Sangamo BioSciences Inc has singed an agreement with Icagen Inc, a North Carolina based drug discovery company, to develop novel cell lines for high throughput small molecule screening. Using its proprietary zinc finger DNA binding protein transcription factor (ZFP-TF) technology platform, Sangamo will engineer cell lines overexpressing specific proteins of established therapeutic importance. Icagen will use the engineered cell lines in its internal drug discovery screening programs.
Under the terms of the non-exclusive agreement Sangamo will receive an upfront payment, research funding, product development milestones, and royalties on product sales.
"Following on similar agreements with Johnson & Johnson and Pharmacia, this collaboration further extends the use of our technology platform in the field of high throughput screening and drug discovery. It is gratifying to be able to assist one of the emerging leaders in the therapeutically important field of ion channels," said Edward Lanphier, Sangamo's president and chief executive officer. "We believe our approach to creating cell lines in which naturally occurring genes are up-regulated provides a more biologically relevant system in which new drugs can be identified."

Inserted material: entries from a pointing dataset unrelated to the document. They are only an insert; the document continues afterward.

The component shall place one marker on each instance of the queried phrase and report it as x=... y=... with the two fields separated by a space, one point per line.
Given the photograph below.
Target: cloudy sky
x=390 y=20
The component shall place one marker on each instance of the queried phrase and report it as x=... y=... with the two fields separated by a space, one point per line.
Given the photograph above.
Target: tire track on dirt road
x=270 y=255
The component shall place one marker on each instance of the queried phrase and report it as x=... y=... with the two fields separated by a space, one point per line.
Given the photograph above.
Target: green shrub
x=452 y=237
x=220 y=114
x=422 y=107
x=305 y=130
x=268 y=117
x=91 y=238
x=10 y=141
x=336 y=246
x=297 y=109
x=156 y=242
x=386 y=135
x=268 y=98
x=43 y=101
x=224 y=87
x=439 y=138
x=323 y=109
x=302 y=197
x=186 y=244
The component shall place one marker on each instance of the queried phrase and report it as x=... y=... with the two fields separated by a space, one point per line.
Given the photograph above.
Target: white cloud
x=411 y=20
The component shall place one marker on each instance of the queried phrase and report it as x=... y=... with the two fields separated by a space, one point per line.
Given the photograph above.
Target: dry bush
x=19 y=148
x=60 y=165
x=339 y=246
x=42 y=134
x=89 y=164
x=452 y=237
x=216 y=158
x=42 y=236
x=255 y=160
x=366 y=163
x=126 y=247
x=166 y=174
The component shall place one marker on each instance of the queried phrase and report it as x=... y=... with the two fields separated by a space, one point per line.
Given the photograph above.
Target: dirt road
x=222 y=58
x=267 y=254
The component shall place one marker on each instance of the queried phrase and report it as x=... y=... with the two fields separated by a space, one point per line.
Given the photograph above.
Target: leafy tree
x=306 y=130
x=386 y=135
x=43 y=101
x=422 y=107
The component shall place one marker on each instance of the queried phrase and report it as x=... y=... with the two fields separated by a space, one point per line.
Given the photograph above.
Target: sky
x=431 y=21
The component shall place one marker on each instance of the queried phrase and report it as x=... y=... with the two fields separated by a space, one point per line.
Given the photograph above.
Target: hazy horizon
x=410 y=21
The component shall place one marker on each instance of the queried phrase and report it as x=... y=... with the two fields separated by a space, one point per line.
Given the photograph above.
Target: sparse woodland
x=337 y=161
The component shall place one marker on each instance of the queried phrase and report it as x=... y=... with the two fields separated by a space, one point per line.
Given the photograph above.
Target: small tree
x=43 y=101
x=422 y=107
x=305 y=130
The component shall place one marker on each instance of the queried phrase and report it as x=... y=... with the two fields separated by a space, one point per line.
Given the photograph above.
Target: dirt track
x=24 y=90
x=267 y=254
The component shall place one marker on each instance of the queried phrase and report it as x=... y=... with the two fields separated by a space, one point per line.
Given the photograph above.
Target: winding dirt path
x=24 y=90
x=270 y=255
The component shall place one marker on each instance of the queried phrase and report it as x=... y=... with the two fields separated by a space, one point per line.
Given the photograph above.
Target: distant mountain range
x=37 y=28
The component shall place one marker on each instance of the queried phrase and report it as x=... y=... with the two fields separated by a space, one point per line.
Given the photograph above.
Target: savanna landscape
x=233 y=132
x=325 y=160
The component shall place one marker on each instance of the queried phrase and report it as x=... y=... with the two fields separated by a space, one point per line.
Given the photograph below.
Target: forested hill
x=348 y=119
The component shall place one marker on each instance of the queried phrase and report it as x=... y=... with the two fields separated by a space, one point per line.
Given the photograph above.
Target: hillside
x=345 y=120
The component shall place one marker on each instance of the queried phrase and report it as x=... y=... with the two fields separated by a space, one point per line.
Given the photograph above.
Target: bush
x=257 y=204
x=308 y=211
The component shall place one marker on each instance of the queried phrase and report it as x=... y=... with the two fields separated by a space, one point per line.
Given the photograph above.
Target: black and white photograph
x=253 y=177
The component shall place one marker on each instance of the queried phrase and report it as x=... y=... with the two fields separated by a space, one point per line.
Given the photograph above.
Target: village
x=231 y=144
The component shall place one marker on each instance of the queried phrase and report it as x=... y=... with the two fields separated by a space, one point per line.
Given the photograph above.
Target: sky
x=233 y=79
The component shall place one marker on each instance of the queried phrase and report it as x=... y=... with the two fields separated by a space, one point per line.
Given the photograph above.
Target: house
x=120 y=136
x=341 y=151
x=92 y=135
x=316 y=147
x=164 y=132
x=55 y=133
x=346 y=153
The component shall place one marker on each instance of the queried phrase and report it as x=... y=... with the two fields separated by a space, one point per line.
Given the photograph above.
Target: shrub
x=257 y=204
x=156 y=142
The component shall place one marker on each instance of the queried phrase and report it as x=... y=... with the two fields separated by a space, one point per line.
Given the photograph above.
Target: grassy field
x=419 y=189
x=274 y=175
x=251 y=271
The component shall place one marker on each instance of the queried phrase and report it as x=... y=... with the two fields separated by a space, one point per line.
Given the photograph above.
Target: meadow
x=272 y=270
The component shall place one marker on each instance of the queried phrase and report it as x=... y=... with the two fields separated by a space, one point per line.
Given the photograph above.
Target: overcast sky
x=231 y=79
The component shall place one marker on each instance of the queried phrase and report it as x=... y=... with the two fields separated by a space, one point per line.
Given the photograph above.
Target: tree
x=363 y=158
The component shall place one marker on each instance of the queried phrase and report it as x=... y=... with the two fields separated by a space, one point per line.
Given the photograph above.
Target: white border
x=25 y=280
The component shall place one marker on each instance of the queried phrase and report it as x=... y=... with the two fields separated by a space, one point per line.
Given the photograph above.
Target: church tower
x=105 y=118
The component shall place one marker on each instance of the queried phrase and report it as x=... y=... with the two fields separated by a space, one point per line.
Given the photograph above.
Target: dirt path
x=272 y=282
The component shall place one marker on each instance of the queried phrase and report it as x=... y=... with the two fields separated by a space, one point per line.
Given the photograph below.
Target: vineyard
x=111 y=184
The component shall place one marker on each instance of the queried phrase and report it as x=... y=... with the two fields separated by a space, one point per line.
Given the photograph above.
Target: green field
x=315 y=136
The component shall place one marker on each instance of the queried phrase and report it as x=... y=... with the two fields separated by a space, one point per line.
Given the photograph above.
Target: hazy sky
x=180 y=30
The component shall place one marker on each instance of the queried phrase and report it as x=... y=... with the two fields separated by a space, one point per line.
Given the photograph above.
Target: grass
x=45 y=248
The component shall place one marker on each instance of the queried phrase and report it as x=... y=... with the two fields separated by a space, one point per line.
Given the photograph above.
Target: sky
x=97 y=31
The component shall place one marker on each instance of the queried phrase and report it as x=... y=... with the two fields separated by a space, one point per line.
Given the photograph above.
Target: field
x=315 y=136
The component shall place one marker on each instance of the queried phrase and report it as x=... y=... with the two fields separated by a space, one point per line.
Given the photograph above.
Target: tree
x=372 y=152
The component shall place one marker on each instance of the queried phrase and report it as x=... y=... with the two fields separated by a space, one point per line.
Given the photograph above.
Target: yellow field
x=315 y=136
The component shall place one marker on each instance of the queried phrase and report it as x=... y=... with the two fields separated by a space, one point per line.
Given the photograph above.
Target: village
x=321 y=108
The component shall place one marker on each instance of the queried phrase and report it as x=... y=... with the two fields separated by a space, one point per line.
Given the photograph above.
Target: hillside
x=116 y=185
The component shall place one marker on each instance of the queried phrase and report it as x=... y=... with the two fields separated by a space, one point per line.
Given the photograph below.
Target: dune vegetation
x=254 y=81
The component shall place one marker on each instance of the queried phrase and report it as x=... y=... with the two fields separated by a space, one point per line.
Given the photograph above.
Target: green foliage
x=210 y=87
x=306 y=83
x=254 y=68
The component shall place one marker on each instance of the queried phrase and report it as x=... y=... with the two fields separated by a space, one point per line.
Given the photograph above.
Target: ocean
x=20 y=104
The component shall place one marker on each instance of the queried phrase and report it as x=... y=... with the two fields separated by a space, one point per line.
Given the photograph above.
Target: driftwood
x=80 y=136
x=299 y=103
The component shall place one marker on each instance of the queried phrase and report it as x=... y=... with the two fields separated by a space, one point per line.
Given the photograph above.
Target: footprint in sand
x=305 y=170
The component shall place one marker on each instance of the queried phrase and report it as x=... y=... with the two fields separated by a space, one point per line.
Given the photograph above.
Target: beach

Proteins known as transcription factors control the regulation of gene expression in all organisms. A transcription factor regulates gene expression by recognizing and binding to a specific DNA sequence associated with a particular gene and causing that gene to be activated or repressed. By using its ZFP TF technology to activate or repress a gene believed to be at the root of a disease, Sangamo provides researchers with a tool that enables them to more efficiently discover new drugs that are effective against the proteins encoded by such genes.
Small molecule screening is used by the pharmaceutical industry to rapidly test large libraries of chemical compounds for their effects on cellular proteins that have been identified to have a role in a disease process. This type of assay enables the efficient identification of viable drug candidates. In this application, a cell line can be engineered using a specific ZFP TF that will effect overexpression of a protein that has been implicated in a specific disease. By employing a customized cell line that induces the endogenous gene of interest to overexpress the protein target, pharmaceutical researchers should be able to more quickly assess and quantify the impact of various chemical compounds on that target.